Do you orgasm every time you have sex?
In a Durex condoms Global Sex Survey they found that of the 350,000 people surveyed only 35% achieve orgasm every time they have sex. They also found that a whopping one in ten Chinese never achieve orgasm. So it made me wonder, what are the causes for a normal, healthy person not to climax during sexual intercourse? Taking that a step further and I wonder, if 65% of people sometimes don’t orgasm, do they fake it? The survey says that 25% of us have faked an orgasm within the past year.
While certain medications can prevent orgasm, most of us can get there. Some might need more lubrication, some might need less. If you’ve never had an orgasm, try masturbating - learn what feels good to you and then do more of it. Orgasm seems to be more automatic for most men. Women often need a bit more training.
For women, if you’re having difficulty with the big O, try taking control of the situation. Don’t think about his pleasure, only of your own. Get on top so your clit rubs against the shaft of his penis and spread your knees widely and fantasize about anything that gives you sexual pleasure. Still having trouble? Try a vibrator. Either get the traditional phallus shaped one or now they have little vibrators that attach like a cock ring to your partner’s penis and stimulate your clitoris during sex. The best advice I can give you is not to give up because the rewards are worth the effort.
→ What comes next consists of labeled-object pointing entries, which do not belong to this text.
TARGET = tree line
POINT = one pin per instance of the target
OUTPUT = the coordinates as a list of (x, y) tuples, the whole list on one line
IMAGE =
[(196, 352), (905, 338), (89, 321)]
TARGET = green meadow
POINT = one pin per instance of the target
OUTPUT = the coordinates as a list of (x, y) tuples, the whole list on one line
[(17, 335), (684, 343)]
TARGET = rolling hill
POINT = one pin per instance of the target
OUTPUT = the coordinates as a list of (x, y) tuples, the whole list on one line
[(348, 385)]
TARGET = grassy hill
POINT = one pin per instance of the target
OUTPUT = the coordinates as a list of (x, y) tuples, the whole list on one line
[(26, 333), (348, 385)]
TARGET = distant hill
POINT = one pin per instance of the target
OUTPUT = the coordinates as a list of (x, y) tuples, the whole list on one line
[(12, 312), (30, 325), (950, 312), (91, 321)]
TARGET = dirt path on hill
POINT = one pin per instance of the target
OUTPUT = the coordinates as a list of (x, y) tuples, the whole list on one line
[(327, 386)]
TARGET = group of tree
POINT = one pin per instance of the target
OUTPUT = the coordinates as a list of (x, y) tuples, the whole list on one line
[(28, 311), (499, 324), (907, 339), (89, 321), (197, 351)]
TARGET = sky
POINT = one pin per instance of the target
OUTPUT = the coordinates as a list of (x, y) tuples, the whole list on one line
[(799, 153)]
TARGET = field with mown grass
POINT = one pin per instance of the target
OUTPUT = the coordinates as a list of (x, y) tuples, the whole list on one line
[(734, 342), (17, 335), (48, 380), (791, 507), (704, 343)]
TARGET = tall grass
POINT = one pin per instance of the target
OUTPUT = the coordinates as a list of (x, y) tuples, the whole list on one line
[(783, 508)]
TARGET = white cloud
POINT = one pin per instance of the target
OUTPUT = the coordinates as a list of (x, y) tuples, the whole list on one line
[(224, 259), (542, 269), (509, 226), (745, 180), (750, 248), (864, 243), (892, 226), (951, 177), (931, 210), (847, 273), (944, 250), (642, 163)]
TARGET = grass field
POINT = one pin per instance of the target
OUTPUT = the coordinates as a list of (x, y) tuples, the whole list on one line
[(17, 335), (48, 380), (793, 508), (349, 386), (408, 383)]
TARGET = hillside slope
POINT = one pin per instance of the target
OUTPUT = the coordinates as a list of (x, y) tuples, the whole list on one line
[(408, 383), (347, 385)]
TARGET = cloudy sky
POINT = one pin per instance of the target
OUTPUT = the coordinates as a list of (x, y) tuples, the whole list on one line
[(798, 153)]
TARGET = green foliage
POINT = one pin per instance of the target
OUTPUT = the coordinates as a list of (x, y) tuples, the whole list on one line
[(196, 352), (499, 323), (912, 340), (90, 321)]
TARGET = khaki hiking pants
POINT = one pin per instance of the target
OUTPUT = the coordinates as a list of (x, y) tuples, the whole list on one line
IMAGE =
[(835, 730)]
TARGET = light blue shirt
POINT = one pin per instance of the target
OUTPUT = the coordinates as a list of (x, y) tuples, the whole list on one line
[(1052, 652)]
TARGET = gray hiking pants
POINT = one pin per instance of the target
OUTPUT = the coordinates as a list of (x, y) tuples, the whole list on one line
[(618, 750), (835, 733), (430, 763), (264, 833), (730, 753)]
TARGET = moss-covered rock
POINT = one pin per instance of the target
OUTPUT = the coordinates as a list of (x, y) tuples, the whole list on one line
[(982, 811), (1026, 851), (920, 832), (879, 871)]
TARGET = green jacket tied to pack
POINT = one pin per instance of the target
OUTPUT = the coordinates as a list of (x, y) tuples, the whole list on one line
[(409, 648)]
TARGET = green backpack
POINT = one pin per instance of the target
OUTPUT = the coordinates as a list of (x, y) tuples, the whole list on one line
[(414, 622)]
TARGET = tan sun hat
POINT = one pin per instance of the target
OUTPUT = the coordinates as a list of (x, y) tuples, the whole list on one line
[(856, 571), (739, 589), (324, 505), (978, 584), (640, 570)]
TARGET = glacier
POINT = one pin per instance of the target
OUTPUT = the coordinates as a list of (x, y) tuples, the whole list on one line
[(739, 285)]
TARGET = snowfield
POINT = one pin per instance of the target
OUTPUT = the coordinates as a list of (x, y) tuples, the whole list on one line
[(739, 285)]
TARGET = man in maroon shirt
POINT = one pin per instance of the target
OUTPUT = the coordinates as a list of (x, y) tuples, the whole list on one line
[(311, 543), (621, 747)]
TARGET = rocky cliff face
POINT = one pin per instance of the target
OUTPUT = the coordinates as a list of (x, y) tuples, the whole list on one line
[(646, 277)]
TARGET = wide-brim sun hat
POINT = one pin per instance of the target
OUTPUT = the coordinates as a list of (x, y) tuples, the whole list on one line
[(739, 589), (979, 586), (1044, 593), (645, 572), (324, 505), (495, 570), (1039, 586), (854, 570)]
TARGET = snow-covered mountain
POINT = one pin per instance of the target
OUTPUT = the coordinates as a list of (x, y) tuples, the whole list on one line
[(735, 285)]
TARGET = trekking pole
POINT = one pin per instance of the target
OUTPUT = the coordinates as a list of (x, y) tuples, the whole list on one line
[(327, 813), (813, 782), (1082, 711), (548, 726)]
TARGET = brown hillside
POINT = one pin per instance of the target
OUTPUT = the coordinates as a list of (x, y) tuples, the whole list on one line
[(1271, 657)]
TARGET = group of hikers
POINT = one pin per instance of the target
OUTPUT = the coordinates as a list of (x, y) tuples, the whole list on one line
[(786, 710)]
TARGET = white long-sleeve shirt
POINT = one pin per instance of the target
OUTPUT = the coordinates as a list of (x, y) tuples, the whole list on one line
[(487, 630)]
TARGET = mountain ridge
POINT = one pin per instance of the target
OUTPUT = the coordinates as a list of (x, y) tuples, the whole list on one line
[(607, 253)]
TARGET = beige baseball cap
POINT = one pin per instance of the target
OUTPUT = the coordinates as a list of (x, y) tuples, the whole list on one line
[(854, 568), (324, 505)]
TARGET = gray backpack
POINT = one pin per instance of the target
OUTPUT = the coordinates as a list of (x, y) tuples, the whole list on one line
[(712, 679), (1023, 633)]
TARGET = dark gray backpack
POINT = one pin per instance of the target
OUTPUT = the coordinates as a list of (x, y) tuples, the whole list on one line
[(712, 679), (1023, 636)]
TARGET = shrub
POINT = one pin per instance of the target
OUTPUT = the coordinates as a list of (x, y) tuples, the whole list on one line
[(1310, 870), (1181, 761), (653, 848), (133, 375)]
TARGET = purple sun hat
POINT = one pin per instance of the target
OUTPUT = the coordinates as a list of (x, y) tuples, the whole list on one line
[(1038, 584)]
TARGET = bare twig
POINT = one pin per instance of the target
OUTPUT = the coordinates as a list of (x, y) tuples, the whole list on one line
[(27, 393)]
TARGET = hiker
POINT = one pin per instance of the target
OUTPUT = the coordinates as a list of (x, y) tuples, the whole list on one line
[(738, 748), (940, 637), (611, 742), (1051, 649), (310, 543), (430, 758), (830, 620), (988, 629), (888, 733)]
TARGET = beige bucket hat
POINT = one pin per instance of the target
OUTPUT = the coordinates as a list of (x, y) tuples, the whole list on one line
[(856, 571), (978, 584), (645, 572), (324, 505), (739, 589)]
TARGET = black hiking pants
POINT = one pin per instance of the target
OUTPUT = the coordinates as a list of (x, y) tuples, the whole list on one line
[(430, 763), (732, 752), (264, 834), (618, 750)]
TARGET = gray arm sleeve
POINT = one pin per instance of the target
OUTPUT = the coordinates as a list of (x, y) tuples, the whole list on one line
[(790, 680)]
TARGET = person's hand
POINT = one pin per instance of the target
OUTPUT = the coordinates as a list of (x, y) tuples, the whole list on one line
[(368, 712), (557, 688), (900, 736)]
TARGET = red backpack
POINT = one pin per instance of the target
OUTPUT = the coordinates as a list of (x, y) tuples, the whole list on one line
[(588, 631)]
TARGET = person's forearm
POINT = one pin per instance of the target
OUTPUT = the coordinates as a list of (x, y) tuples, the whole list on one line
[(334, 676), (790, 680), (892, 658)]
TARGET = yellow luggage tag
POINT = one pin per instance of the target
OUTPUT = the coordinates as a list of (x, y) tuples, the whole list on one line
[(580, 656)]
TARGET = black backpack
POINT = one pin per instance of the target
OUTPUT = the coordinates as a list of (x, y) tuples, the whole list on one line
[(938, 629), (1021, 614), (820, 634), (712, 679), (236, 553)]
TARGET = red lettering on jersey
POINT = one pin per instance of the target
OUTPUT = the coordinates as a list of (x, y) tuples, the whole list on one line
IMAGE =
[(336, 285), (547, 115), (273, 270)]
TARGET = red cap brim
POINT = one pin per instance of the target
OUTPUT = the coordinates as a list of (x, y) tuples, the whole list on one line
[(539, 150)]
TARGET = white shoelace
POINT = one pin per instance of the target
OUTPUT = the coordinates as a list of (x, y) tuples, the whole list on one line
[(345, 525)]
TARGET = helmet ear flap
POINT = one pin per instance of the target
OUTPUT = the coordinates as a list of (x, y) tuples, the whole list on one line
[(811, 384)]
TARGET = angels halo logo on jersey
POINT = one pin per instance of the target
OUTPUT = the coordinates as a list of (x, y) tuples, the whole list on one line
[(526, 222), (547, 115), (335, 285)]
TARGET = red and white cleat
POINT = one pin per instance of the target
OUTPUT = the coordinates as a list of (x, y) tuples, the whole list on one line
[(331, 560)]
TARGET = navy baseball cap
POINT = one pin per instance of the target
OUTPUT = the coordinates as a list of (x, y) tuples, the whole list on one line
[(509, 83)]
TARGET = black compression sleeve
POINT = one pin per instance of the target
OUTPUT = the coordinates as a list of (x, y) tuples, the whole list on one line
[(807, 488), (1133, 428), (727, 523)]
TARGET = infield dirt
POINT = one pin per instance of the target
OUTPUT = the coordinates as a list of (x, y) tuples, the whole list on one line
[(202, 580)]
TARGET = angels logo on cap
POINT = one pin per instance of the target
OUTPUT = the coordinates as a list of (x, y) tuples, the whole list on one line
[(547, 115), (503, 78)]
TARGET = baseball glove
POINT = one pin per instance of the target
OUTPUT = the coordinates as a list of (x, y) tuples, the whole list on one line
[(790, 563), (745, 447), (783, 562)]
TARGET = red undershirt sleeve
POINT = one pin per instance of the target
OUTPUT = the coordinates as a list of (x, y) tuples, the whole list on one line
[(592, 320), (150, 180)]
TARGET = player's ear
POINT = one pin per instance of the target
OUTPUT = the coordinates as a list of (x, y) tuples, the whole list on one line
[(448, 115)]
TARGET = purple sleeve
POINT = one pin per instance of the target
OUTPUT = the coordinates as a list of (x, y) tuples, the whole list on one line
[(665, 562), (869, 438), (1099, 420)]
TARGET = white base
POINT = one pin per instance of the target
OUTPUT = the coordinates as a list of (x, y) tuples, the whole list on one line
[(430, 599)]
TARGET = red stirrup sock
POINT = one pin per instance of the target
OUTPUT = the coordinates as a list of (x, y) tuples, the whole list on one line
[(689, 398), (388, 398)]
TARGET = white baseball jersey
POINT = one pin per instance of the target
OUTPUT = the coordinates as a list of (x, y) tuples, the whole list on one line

For men, if you have ruled out all the things that can physically stop you from reaching orgasm, then it COULD be all in your head. It’s not impossible to turn this situation around, however. It could be any one of these reasons.
- You’re a perfectionist. Sex is a performance and you must make it perfect for your partner. Sex has become all work and no play.
- You’re scared to lose control. This may be a character trait in many areas of your life, not just sexually.
- You’re worried that you’re not a good lover. You can’t enjoy your physical sensations if you’re worrying about your sexual prowess and ability to please your partner.
- Deep down, you believe sex is wrong. Shame or guilt about sexuality due to negative childhood messages or a sexual trauma will prevent your enjoyment.
- You’re distracted. Concerns about work or other tasks mean your mind’s not on the job.
- You’re spectating. Concentrate on the physical sensations of love making, slip off into your favourite fantasy. This will free you from feeling too conscious of reaching a climax.
- You’re unhappy. If you’re feeling angry or insecure with your partner, you may struggle to feel relaxed enough to enjoy yourself. Try to sort out relationship tensions before you get to the bedroom.
If any of these ring a bell with you, try these:
- Make sure you’re feeling relaxed, try breathing exercises or buy a relaxation tape
- Enjoy being sensual first, taking time to focus on pleasurable sensations
- Escape into your favourite fantasy to block out any negative thoughts or distractions
- Try different positions to maximise stimulation
- Cut down alcohol consumption and don’t use recreational drugs
- Discuss with doctor if medication side effects may be responsible
So no blame, no pointing fingers, no taking responsibility - “it’s all my fault” - it just IS and you can do something about it. Remember, sex is pleasurable any way you get it, everything else is a bonus.











The answer is “Well I don’t know cuz I never had sex lol “
i got orgasm..and i want multiple orgasms….how can i get there???